Повелитель снов (Прозоров) - страница 30

— Молодец. Молодчина! — искренне похвалил дядьку Зверев. — Теперь одно нам только дело осталось: исподнее боярское с подворья выкрасть. Уж извини, без этого в зеркало не заглянуть… — И князь Сакульский вернул серебро обратно холопу: — Я на тебя, Пахом, надеюсь.

Холоп вздохнул, маленько потоптался, махнул рукой:

— Ладно, чегось сообразим, — и ушел, забыв притворить дверь.

Андрей тоже закрыть ее не смог: по лестнице взбежал мальчишка, нахально вставил ногу в щель:

— Пришли к тебе, княже. Доискиваются.

— Пришли — значит, встретим. — Он подобрал с сундука саблю и, опоясываясь, вышел к Данилке: — Ну, показывай.

Мальчонка кивнул на усаживающегося за стол горожанина — в алой шелковой рубахе, подпоясанного кумачовым кушаком.
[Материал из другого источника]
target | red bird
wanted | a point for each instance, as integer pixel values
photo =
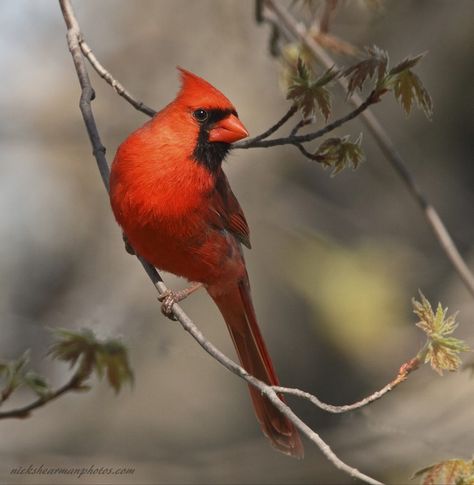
(176, 208)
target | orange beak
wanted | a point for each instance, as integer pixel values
(228, 130)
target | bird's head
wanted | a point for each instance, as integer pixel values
(213, 116)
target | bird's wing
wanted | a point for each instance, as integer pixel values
(226, 212)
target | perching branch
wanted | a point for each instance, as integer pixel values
(402, 375)
(277, 16)
(299, 33)
(87, 95)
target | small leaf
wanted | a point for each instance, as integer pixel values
(406, 64)
(310, 93)
(441, 350)
(113, 358)
(37, 384)
(108, 358)
(70, 346)
(449, 472)
(339, 153)
(408, 88)
(374, 65)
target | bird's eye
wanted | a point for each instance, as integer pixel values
(201, 115)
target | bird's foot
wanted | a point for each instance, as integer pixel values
(128, 247)
(169, 298)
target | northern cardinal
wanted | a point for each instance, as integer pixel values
(173, 201)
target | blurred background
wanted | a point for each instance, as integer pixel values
(334, 265)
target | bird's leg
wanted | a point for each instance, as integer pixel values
(128, 247)
(169, 298)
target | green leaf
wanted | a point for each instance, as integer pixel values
(70, 346)
(374, 65)
(449, 472)
(407, 63)
(112, 356)
(37, 384)
(441, 350)
(310, 93)
(340, 153)
(408, 88)
(109, 358)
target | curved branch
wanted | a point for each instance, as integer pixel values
(299, 33)
(104, 74)
(294, 139)
(185, 321)
(402, 375)
(291, 112)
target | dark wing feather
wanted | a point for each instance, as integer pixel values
(226, 212)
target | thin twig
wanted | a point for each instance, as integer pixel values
(299, 32)
(291, 112)
(25, 411)
(86, 98)
(104, 74)
(402, 375)
(303, 122)
(298, 139)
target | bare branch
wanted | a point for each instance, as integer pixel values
(299, 32)
(402, 375)
(72, 385)
(186, 322)
(119, 89)
(289, 114)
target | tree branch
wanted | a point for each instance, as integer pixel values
(402, 375)
(73, 37)
(23, 412)
(298, 139)
(104, 74)
(292, 111)
(299, 33)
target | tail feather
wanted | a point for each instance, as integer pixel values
(238, 312)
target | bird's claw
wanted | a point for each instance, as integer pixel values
(168, 299)
(128, 246)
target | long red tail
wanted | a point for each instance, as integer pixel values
(238, 312)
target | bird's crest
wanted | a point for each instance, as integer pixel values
(198, 93)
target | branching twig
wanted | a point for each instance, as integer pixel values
(402, 375)
(299, 33)
(104, 74)
(298, 139)
(85, 105)
(23, 412)
(290, 113)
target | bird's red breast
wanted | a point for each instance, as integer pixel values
(168, 190)
(174, 203)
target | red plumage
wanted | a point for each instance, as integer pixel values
(173, 201)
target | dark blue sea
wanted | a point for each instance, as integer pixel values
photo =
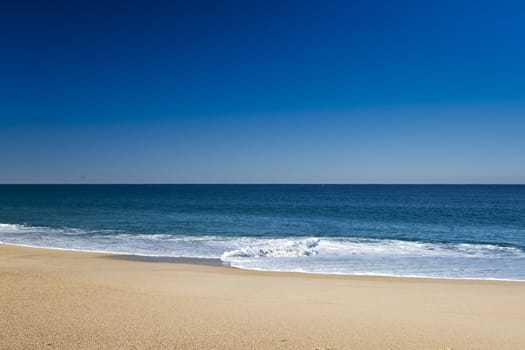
(456, 231)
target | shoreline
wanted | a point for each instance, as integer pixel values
(63, 299)
(218, 262)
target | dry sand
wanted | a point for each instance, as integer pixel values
(69, 300)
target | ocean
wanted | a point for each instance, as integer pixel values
(445, 231)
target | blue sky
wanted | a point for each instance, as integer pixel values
(268, 92)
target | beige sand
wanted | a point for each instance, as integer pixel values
(68, 300)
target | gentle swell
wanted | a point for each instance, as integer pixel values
(348, 255)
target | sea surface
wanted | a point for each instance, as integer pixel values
(457, 231)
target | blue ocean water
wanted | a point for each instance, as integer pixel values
(456, 231)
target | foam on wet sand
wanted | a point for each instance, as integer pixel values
(62, 299)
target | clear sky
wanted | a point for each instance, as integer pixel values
(262, 91)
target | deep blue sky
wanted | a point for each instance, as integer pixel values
(262, 92)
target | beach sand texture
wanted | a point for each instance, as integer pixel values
(71, 300)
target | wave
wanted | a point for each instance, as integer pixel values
(348, 255)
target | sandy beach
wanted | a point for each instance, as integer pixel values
(71, 300)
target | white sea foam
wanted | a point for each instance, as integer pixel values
(302, 254)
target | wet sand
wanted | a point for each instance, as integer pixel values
(72, 300)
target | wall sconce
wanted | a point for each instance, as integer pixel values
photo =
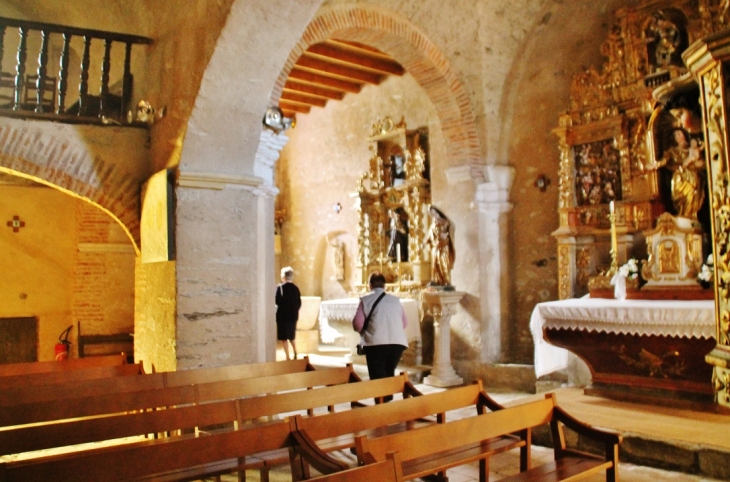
(542, 182)
(145, 113)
Казалось бы — обычный ремесленник, да только многие перстни на пальцах и украшенная самоцветами гривна на шее были слишком дороги даже для новгородского мастерового. Купец Андрею сразу не понравился: остроносый, с редкой бороденкой, впалыми щеками и колючим взглядом; худой, как ангел апокалипсиса. Худые же люди, как известно, либо жадны слишком, на собственном брюхе экономят, либо больны — а любая хворь нутряная характер человеческий не улучшает.

— Здрав будь, мил человек, — опустился за стол перед гостем Зверев. — Ты, что ли, Евграф, Гвоздев сын, хозяин верфи, что на улице, к Посадской горе ведущей?

— А ты, значит, князь Андрей Сакульский, муж княгини Полины? Что же, рад знакомству. — Купец полуобернулся к закрытой пологом кухне и громко крикнул: — Эй, приказчик, вина лучшего князю, другу моему!

Вот он, нрав новгородский! Никакого уважения ни к роду чужому, ни к знатности. Все токмо на золото измеряют. Всего полста лет минуло с тех пор, как сошлись на реке Шелонь рати нищей и малолюдной, но сильной духом княжеской Москвы и богатой до изумления, обширной и многочисленной Новгородской республики. И стало ясно, что сила не в золоте, не в крике вечевом, а в правде, и сделался Новгород всего лишь одной из московских провинций. Но не изменился нрав новгородский, осталась чванливость их к «низовским», как они всех людей, кроме горожан своих, кличут. Любой купчишка с мошной равным себя князьям московским считал, а с боярами небогатыми и вовсе свысока разговаривал. Любой ремесленник одеться норовил по-княжески, в шелка и атласы, самоцветами и золотом сверкал; жену каждый наряжал — боярыням знатным впору. Никакой скромности, никакого понимания места своего в мире. Купец, вон, корабельщик, князя незнакомого, ровно мастерового своего, вином не спросясь угощает, другом кличет. Он-то, новгородец, весь во злате, а у гостя его всего один перстенек на пальце сверкает.